As part of his graduate studies in archaeology, an acquaintance of mine had the privilege of going on a dig in Petra, Jordan. During the excavations, he found a shard of pottery that he was allowed to keep. (This surprised me, but maybe there are lots of “bits” available.)
The artifact itself is non-descript. Although it was found in an area dating from around the time of Christ, it’s just a brownish-red, slightly rounded wedge of pottery. It was probably part of a bowl or pot, and appears as if it could be any age.
But there’s one fascinating detail. Fingerprints – clearly discernible to the eye or touch – appear in the hardened clay, accidentally left behind by the person who made the piece two millennia ago. It was his or her unintentional signature on something that may have been an ordinary, everyday household article in its time – just another pot in the cupboard which has taken on another life in its antiquity.
The shard possesses a singular stamp of individuality: the fingerprint.
I was fascinated by the personal, immediate connection created by this bit of trivia. It’s not just that a person’s fingerprint is a true expression of distinctiveness. The print on this memento brought history to life. It was made by a real person – so different and yet, in some ways, so like me. My mind flooded with questions: What did the potter look, talk, and smell like? What sights, smells, and sounds were present as the pot was being made? And how was it used?
It’s about connecting. The exotic – distant in time and place – became closer and familiar.

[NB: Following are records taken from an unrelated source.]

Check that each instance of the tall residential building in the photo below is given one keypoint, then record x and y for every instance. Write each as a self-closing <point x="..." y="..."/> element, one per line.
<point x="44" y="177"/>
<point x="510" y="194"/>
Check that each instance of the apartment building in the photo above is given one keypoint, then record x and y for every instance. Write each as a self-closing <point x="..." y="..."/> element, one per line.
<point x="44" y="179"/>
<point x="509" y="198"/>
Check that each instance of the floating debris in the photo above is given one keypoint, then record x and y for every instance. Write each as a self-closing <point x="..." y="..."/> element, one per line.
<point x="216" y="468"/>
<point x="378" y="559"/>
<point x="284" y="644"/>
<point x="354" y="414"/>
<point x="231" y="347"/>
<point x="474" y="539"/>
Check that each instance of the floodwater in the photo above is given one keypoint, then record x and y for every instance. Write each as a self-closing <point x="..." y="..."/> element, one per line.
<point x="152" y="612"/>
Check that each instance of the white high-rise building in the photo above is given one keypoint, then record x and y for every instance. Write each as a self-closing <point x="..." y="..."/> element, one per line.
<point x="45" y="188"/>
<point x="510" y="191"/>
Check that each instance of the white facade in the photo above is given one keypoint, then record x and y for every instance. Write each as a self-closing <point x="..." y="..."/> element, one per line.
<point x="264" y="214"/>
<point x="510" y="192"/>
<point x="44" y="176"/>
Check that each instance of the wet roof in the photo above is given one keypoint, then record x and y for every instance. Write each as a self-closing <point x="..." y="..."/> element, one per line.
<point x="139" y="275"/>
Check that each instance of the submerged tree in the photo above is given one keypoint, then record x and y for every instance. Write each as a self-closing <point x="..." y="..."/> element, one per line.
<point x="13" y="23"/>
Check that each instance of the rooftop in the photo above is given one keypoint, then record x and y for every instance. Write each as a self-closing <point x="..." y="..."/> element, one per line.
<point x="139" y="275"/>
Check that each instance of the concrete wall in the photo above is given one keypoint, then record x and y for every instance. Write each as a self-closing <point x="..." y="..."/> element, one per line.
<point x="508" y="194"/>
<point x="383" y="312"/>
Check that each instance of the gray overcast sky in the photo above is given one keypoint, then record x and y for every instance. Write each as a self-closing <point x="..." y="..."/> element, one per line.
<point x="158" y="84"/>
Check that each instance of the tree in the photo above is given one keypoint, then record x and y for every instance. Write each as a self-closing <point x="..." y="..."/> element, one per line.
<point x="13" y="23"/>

Bringing God’s story to life
What does that fingerprint say to us, who are called to live out and speak about the realities of another ancient time and person? How do we give “spiritual artifacts” – truths from thousands of years ago – currency today?
Christians are often accused of living in a spiritual or cultural museum, hanging on to things of the past, and woefully out of touch with the present. Yet, we’re people rooted in historical realities: “Do this in remembrance of me” (1 Corinthians 11:24). Jesus Christ followed in a long genealogical line – a line that’s important for gaining a richer understanding of our faith.
The fingerprints we place on these spiritual artifacts are our lives “in Christ” (1 Corinthians 1:30). As we carefully, thoughtfully, and intentionally work out what being “in Christ” looks like, we make connections between the past and present.
What does Jesus’ unconditional love have to do with my need for approval? What does his unhurried life say to my anxious need to be busy? How do the natural rhythms of retreat and engagement, of service and refreshment that I see in Jesus speak to the frequent imbalances in my own life?
When others see that this ancient “God-life” has currency in contemporary settings, they’ll take note. They’ll recognize the difference in our lives. They will connect. The “old, old story” will have a new freshness, thanks to our fingerprints – physical and spiritual – on God’s work, and thanks to his fingerprints on us.